Le Cameroun cherche 600 milliards de FCFA pour développer le numérique

Le Cameroun estime avoir besoin de 600 milliards de F CFA (environ 1 milliard d’euros) pour financer son plan national de développement de l’économie numérique.

yaounde

L’annonce a été faite par la ministre des Postes et Télécommunications, Minette Libom Li Likeng, au sortir d’une réunion organisée à Yaoundé le 26 août dernier. Cette somme devrait servir à développer des infrastructures de télécommunications dans le pays, le gouvernement camerounais souhaitant « installer des bases solides pour l’émergence et le développement d’une société numérique ».

S’il le contenu du plan n’a pour l’instant pas été rendu public, on sait que le gouvernement a l’intention d’inverser la tendance pointée récemment par le World Economic Forum (WEF).
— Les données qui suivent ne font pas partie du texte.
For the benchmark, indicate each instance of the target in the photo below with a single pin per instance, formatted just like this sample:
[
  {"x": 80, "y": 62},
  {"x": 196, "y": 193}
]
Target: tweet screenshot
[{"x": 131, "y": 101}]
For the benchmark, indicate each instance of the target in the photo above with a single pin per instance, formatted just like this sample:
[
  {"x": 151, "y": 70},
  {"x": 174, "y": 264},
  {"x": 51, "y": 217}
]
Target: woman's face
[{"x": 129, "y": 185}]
Dans son rapport 2016 sur les TIC, celui-ci classe le Cameroun à la 124e position sur 139 pays dans le monde. Le pays figure ainsi parmi les vingt nations qui intègrent le moins les TIC dans leur développement économique et social.

Or pour le WEF, le développement du potentiel numérique dans les économies africaines est une condition incontournable afin de « booster la croissance, créer des emplois et exploiter toute la puissance du Web en faveur du développement social inclusif ». Seulement, le Cameroun est confronté à une importante fracture numérique qui se nourrit de l’insuffisance d’un réseau backbone national en fibre optique, la faiblesse d’accès au câble sous-marin en fibre optique et l’absence de points d’échange internet et de centraux téléphoniques de nouvelle génération.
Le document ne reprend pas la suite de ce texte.